FNW : JD.com, votre challenger, entend se différencier via une offre plus haut de gamme… Quel est votre sentiment à ce propos ?

SB : Je sais que JD.com doit lancer prochainement une plateforme luxe. Mais, nous, notre plateforme luxe est déjà en place. En août, nous avons lancé en Chine Luxury Pavilion, un espace dédié aux marques de luxe. C’est une boutique à part à l’intérieur de T-mall ; seules les marques peuvent vendre dessus, pas les distributeurs. En tant que client, si j’y achète un manteau Burberry ou des produis Baccarat, Dior ou Vuitton, je sais que j’achète à la marque directement. Avec, donc, zéro risque de contrefaçon.

FNW : Percevez-vous un changement de mentalité chez les marques vis-à-vis d’Alibaba ?

SB : Il y a une vraie accélération, ce qui est logique. Sur l’année écoulée, nous avons fait beaucoup d’évangélisation. Car, déjà, beaucoup de marques ne savaient pas qu’elles pouvaient vendre sur nos pages. Et cela porte ses fruits. Nous avons réussi à faire venir un grand nombre de marques. Et nous affinons progressivement les choses. Par exemple, il y a un an, j’aurais donné le feu vert pour l’arrivée de certaines marques. Désormais, avec l’expérience, il nous arrive de décliner, en expliquant pourquoi à leurs dirigeants. Car certaines marques françaises ne sont pas prêtes pour le marché chinois, tant dans la compréhension des attentes que sur le choix des produits.

FNW : Reste-t-il des idées fausses, dans l’esprit des marques, concernant le marché chinois ?

SB : Souvent nous faisons travailler les marques avec des tiers, des partenaires locaux qui vont les aider à faire les pages produits en mandarin, à travailler sur le marketing et autre. Le fait est qu'il y a un an et demi ces structures ne savaient pas vraiment trop comment gérer les relations avec les marques internationales, et donc françaises. Il y a donc aussi un travail d'apprentissage dans l’autre sens. Aujourd’hui, ces prestataires comprennent de mieux en mieux quels sont les freins, et comment accompagner au mieux selon les besoins. Il y a donc à présent une belle accélération de l’activité. Cela s’illustre avec l’arrivée récemment de Nuxe ou Baccarat, avec de bons résultats et volumes d’affaires, notamment grâce à une bonne analyse des besoins

FNW : Quel est votre objectif en termes de nombre de marques françaises sur la plateforme ?

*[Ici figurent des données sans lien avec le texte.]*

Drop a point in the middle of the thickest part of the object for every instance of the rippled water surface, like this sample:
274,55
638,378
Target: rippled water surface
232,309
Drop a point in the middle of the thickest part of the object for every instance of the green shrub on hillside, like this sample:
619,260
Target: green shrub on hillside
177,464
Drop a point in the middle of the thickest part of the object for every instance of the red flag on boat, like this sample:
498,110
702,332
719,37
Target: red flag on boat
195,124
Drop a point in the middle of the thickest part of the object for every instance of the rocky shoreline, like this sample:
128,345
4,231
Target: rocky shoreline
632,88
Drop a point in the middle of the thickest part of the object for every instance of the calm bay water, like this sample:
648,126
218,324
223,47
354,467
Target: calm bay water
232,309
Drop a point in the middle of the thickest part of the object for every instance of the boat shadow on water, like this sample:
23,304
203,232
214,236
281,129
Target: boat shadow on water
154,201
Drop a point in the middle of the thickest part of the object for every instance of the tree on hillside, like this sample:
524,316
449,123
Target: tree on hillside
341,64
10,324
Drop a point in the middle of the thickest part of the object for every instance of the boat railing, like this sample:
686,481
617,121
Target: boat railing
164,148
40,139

SB : Nous sommes aux alentours de 250 marques. Je pense que l’on peut facilement doubler ce nombre. Après, ma priorité, c’est de m’assurer que les marques qui viennent chez nous trouvent leur place. Ce qui nous intéresse, à terme, c'est de pouvoir dire qu’elles réalisent une part non négligeable de leur chiffre d’affaires en Chine. Il n’y a pas volonté de multiplier les arrivées de grands noms, mais de montrer que ceux qui viennent rencontrent un vrai succès. Avec, à la clef, des créations d’emplois et de la croissance pour les marques.